Eight RCTs were included in the review with 3,643 participants. Four RCTs were dose-finding studies, 3 RCTs compared glimepiride with other sulfonylureas, and 1 RCT added glimepiride or placebo to insulin therapy.
Glimepiride was as effective as second generation sulfonylureas.
In the dose-finding studies, two studies were combined statistically and reported that median changes from baseline to end point in FPG after 1, 4, and 8 mg of glimepiride exceeded those after placebo (p < 0.001) by 43, 70 and 74 mg/dL respectively. In the third study FPG decreased by 28% from a baseline of 212 mg/dL in the glimepiride group compared with 6% from a baseline of 205% mg/dL in the placebo group (p < 0.001). In the fourth study, glimepiride reduced plasma glucose throughout the 24-hour observation period regardless whether it was given in one or two divided doses.
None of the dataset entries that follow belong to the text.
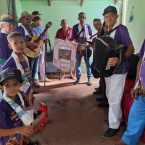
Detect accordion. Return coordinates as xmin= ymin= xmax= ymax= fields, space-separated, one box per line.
xmin=92 ymin=36 xmax=126 ymax=77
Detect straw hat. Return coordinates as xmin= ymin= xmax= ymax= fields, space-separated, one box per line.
xmin=0 ymin=14 xmax=16 ymax=27
xmin=18 ymin=11 xmax=32 ymax=23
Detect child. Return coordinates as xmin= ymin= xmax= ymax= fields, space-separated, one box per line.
xmin=0 ymin=32 xmax=34 ymax=106
xmin=0 ymin=68 xmax=39 ymax=145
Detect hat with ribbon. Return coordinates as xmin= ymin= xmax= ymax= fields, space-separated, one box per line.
xmin=0 ymin=14 xmax=16 ymax=27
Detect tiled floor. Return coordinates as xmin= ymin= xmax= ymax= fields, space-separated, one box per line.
xmin=31 ymin=74 xmax=126 ymax=145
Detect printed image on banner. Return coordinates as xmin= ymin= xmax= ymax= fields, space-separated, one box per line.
xmin=53 ymin=39 xmax=77 ymax=71
xmin=59 ymin=49 xmax=71 ymax=60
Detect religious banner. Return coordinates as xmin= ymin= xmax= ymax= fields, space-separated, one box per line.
xmin=53 ymin=39 xmax=77 ymax=71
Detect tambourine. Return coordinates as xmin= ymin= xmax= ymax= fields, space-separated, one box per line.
xmin=32 ymin=102 xmax=48 ymax=131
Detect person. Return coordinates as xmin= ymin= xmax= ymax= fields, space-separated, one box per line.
xmin=0 ymin=14 xmax=16 ymax=67
xmin=93 ymin=18 xmax=109 ymax=107
xmin=0 ymin=32 xmax=34 ymax=106
xmin=103 ymin=6 xmax=134 ymax=139
xmin=69 ymin=12 xmax=92 ymax=86
xmin=55 ymin=19 xmax=75 ymax=80
xmin=0 ymin=68 xmax=39 ymax=145
xmin=31 ymin=11 xmax=52 ymax=87
xmin=93 ymin=18 xmax=105 ymax=94
xmin=16 ymin=11 xmax=39 ymax=93
xmin=112 ymin=40 xmax=145 ymax=145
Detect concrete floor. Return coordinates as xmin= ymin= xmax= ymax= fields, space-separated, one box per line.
xmin=31 ymin=74 xmax=129 ymax=145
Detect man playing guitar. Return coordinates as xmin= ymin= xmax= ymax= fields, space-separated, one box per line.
xmin=16 ymin=11 xmax=39 ymax=93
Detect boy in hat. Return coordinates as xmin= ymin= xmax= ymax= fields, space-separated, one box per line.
xmin=0 ymin=32 xmax=34 ymax=106
xmin=16 ymin=11 xmax=38 ymax=93
xmin=103 ymin=6 xmax=134 ymax=138
xmin=0 ymin=68 xmax=39 ymax=145
xmin=0 ymin=14 xmax=15 ymax=67
xmin=69 ymin=12 xmax=92 ymax=86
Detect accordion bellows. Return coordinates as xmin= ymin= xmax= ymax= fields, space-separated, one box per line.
xmin=93 ymin=36 xmax=125 ymax=77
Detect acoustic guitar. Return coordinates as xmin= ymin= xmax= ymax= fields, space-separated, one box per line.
xmin=24 ymin=22 xmax=52 ymax=58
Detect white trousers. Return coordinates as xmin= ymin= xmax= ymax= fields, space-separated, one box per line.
xmin=105 ymin=73 xmax=127 ymax=129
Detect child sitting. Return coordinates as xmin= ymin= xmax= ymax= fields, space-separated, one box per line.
xmin=0 ymin=32 xmax=34 ymax=106
xmin=0 ymin=68 xmax=39 ymax=145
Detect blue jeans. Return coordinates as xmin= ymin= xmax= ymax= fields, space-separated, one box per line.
xmin=76 ymin=54 xmax=92 ymax=80
xmin=28 ymin=57 xmax=39 ymax=85
xmin=122 ymin=96 xmax=145 ymax=145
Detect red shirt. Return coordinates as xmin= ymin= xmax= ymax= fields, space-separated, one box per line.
xmin=55 ymin=27 xmax=72 ymax=40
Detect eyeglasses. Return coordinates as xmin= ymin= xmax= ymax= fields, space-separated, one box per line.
xmin=24 ymin=18 xmax=32 ymax=21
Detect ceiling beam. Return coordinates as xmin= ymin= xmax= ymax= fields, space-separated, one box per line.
xmin=48 ymin=0 xmax=51 ymax=6
xmin=80 ymin=0 xmax=84 ymax=7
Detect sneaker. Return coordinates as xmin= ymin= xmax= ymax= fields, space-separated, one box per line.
xmin=104 ymin=118 xmax=126 ymax=125
xmin=112 ymin=139 xmax=127 ymax=145
xmin=60 ymin=76 xmax=65 ymax=80
xmin=74 ymin=79 xmax=80 ymax=85
xmin=70 ymin=75 xmax=75 ymax=80
xmin=93 ymin=87 xmax=102 ymax=95
xmin=87 ymin=80 xmax=92 ymax=86
xmin=103 ymin=128 xmax=120 ymax=139
xmin=104 ymin=118 xmax=109 ymax=124
xmin=45 ymin=78 xmax=52 ymax=82
xmin=95 ymin=86 xmax=102 ymax=90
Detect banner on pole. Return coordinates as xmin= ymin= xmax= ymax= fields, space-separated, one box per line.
xmin=53 ymin=39 xmax=77 ymax=71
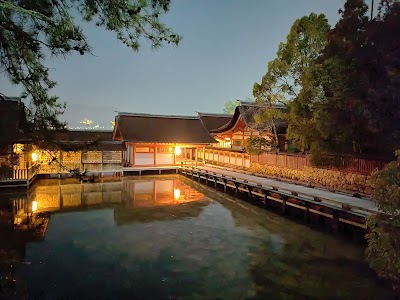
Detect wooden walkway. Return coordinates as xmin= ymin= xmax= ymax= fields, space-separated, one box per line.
xmin=123 ymin=165 xmax=179 ymax=175
xmin=198 ymin=166 xmax=378 ymax=213
xmin=179 ymin=166 xmax=379 ymax=232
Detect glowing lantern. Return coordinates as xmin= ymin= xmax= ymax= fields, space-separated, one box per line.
xmin=32 ymin=152 xmax=37 ymax=162
xmin=174 ymin=189 xmax=181 ymax=200
xmin=32 ymin=201 xmax=37 ymax=212
xmin=175 ymin=146 xmax=182 ymax=155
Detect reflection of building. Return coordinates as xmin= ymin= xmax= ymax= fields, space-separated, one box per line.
xmin=33 ymin=181 xmax=123 ymax=212
xmin=124 ymin=179 xmax=204 ymax=207
xmin=114 ymin=179 xmax=207 ymax=225
xmin=114 ymin=113 xmax=215 ymax=167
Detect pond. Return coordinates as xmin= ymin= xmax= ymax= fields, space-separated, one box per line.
xmin=0 ymin=175 xmax=394 ymax=299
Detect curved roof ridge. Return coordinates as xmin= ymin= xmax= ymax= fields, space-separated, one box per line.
xmin=118 ymin=112 xmax=199 ymax=119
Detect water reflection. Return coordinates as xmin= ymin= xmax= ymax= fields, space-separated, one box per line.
xmin=0 ymin=176 xmax=393 ymax=299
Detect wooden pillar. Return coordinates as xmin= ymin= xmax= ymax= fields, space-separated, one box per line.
xmin=100 ymin=151 xmax=104 ymax=178
xmin=154 ymin=146 xmax=157 ymax=165
xmin=132 ymin=144 xmax=136 ymax=167
xmin=153 ymin=180 xmax=157 ymax=206
xmin=59 ymin=151 xmax=62 ymax=179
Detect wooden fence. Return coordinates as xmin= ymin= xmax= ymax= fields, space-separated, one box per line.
xmin=251 ymin=152 xmax=388 ymax=175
In the first two studies, median HbA1C values at baseline for the placebo, 1-, 4- and 8-mg dose groups were 7.8%, 7.8%, 7.7%, and 7.8% respectively, and at end point were 9.5%, 8.0%, 7.7% and 7.5% respectively. The data from combining these two studies shows a dose response up to 4 mg, and the 4-mg dose appears to be nearly maximally effective. In the third study, the median baseline HbA1C in the glimepiride and placebo groups were 9.1% and 8.9% respectively, and at end point were 6.7% in the glimepiride group and 7.9% in the placebo group. In the active-controlled studies, in the two studies comparing glimepiride with glyburide, there were no statistically significant differences between the glimepiride and glyburide groups as measured by FPG, PPG or HbA1C. In the third study comparing glimepiride and glipizide, mean FPG concentrations were lower in the glimepiride group (p < 0.05) than in the glipizide group at every point during the titration phase except at week 12 (p = 0.053). Otherwise there were no statistically significant differences found between the two groups.
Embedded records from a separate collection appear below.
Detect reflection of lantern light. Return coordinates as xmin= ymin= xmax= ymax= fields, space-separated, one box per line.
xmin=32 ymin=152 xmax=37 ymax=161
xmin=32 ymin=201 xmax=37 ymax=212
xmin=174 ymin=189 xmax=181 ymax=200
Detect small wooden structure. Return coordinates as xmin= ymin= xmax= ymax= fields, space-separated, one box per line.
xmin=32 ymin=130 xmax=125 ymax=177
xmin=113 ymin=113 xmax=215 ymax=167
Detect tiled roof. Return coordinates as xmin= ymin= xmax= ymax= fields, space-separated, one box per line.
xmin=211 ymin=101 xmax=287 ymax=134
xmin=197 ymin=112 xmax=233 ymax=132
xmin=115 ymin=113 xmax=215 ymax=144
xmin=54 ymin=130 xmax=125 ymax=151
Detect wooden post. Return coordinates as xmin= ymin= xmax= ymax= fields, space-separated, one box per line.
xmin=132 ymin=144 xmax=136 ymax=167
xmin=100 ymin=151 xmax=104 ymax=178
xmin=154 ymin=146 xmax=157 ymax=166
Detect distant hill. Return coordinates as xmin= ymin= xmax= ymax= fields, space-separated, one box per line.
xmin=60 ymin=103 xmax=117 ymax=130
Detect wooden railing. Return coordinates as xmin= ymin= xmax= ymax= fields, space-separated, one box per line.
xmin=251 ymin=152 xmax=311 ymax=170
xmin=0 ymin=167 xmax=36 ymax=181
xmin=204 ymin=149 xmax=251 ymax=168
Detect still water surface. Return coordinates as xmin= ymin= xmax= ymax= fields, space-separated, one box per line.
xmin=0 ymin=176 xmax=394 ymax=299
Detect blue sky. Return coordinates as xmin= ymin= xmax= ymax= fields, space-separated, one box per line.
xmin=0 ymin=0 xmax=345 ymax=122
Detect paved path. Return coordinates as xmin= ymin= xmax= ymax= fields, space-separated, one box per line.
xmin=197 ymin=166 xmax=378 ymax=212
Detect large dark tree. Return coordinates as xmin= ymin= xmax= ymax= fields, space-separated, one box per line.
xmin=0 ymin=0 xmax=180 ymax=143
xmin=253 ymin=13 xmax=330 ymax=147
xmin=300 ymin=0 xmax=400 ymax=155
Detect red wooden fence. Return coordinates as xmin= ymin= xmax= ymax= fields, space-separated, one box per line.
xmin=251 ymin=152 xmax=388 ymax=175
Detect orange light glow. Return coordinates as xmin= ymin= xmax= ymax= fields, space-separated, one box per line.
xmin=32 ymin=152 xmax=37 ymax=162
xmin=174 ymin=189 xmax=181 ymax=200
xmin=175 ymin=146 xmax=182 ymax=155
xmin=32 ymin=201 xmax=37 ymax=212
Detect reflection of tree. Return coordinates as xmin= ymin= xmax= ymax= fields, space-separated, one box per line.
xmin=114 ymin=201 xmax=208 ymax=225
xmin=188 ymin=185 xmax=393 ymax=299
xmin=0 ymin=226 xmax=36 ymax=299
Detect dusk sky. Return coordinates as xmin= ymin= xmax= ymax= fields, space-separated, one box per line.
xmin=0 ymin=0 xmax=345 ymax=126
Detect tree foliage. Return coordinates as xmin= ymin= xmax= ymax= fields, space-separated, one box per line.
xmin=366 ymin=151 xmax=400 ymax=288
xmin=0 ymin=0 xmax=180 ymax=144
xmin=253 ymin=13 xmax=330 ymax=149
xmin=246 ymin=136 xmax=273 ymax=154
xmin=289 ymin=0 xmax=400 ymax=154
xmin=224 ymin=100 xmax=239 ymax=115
In the one study of adjunct therapy with insulin, glimepiride significantly lowered the requirement for exogenous insulin in patients with type 2 diabetes whose sulfonylurea therapy had failed. The mean daily insulin dose was significantly lower in the group that also received glimepiride than in the insulin-alone group (49 versus 78 units, p < 0.001).
Two thirds of patients achieved tight control (i.e. HbA1C less than or equal to 7.2%).
The most common adverse events were dizziness and headache, but no single adverse event occurred in more than 2% of patients.
In the U.S. the incidence of deaths, discontinuations due to adverse events, and other serious adverse events in the glimepiride group (10.3%) was approximately half that in the placebo group (21.4%) which was primarily attributable to the 17.0% incidence of hyperglycemia-related signs and symptoms in the placebo group. In Europe the slightly higher incidence of deaths, discontinuations due to adverse events, and other serious adverse events in the glimepiride group was attributable to the longer duration of treatment (i.e. less than or equal to 2.8 years).